"Are we ready to fire her up?" Asked Professor Kate Thompson, the leading physicist for this particular experiment with the Large Hadron Collider at CERN. Her colleague nodded, checking a few temperature on his monitor.

"Magnets are running at an optimal temperature..." He murmured, studying the numbers in front of him. He looked up, with a smile. "We're good to go."

This experiment had taken years to come to this point. Designed by Kate, and enabled by the recent opening of the LHC to outsider physicists, this experiment was to test practically for any proof for string theory and the idea of a multiverse. There is something else out there, I know it. It can't just be us.

She was now sat comfortably in front of the proverbial big red button (it was in fact a little on/off switch to start the machine up - the rest was clever programming), and she could hardly contain her excitement. He colleagues bustled around her, checking numbers and readings and temperatures and all she could do is look at her master monitor, with everything looking perfectly optimal.

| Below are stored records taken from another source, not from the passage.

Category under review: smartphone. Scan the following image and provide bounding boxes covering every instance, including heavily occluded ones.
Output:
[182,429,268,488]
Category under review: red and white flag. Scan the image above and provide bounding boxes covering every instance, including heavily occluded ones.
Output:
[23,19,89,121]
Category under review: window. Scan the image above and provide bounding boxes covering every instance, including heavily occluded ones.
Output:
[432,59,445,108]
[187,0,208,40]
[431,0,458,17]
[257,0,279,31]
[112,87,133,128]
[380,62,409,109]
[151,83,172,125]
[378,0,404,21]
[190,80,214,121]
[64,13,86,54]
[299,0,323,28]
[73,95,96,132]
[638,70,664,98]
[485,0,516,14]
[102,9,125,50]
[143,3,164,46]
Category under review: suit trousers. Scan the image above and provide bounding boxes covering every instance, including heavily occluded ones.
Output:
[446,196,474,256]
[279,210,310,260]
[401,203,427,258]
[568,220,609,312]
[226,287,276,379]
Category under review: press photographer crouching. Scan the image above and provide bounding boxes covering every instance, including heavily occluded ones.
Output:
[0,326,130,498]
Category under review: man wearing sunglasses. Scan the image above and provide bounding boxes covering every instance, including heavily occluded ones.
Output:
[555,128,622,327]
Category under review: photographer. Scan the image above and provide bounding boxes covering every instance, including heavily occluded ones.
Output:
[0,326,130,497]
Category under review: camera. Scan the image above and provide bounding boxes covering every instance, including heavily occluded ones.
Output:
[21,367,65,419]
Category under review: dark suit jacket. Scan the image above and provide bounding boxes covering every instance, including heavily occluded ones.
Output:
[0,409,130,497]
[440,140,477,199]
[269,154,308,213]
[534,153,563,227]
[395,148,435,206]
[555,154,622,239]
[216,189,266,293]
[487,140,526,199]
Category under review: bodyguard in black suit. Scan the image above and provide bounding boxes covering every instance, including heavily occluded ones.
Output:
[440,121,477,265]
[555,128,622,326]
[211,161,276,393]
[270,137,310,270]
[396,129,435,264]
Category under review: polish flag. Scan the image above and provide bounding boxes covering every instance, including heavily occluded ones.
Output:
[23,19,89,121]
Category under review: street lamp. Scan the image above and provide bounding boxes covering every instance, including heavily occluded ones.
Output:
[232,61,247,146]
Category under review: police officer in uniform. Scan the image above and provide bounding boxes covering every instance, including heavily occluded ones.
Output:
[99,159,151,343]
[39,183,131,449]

Any failure at this point would be catastrophic for her work. She would have to wait years to get her hands on this machine again, and even then, they might not let her. Or worse, someone could get there before her. This lurked in the back of her mind, the only thing still connecting her to reality, the only thing stopping her from flicking the switch straight away. They had to be sure they had this right. This was their only chance.

The noise in the operating room had slowly lowered to a hum of whisperers, as people sat down at their stations, having checked, double checked, triple checked everything. The moment was here. Everyone watched her closely, as she glanced around, convincing herself that all was ready. A couple nods here and there and she pushed the switch up.

A small red light appeared above their heads, indicating that the machine was running the program. There was absolute silence as everyone studied the numbers of their respective monitors. They called out at intervals, temperatures and speeds, whether they were expected or unexpected.

"Approaching the speed of sound." Called one man, an elderly scientist, an old friend of her father's. "Speed barrier broken." He said almost immediately after.

"Temperatures normal." A younger woman called.

"Wait, temperatures rising, still within normal boundries."

"Approaching light speed."

"Ions are now in the final chamber."

"Speed reached."

"Temperatures are still rising."

All of these began to fade into the background as she watched the readout on her monitor. She could see all these things that were being called out but she stared at one small square of black - the dectection readout. This would produce the image she had been waiting for. The picture of the Ions smashing together, the fallout of tiny sub atomic particles, creating themselves out of nothing, and vibrating in such a way that would prove that she was right and that she was not alone. Or prove her wrong, and her life's work would be dropped.

She had brought the reference she had designed, what she would expect to see if this worked, the mess of lines exploding from one central point (the collision), creating its own big bang, its own universe and its own multiverse. The funny squiggly lines that seemed completely unrelated to the rest of the image represented this. They represented the vibration across matter, across anti matter, across universes.

She stared at the screen, knowing the time was close.

An alarm went off, dragging her back to reality. A red light was flashing now, as the alarm rang in her ears.

"Temperatures are too high, we need to abort!" Her colleague reached across her, where the real big red button lay - the emergancy shut down.

"No!" She shrieked, swatting his hand away. "Don't touch it, we're too close to stop now!" Kate wrestled with her friend and colleague as the program entered its final stages and the Ions were collided. She shoved him away to look at the screen, and there was her work, all beautifully laid out. The messy squiggly line across the collision, her beautiful line was there.

She didn't notice the alarm still going off, the panic behind her, and the explosion of white light from one of the few viewing windows that looked out over one of the LHC's chambers.

I did it, she thought, smiling happily. I really... And then she was engulphed by the bright white light.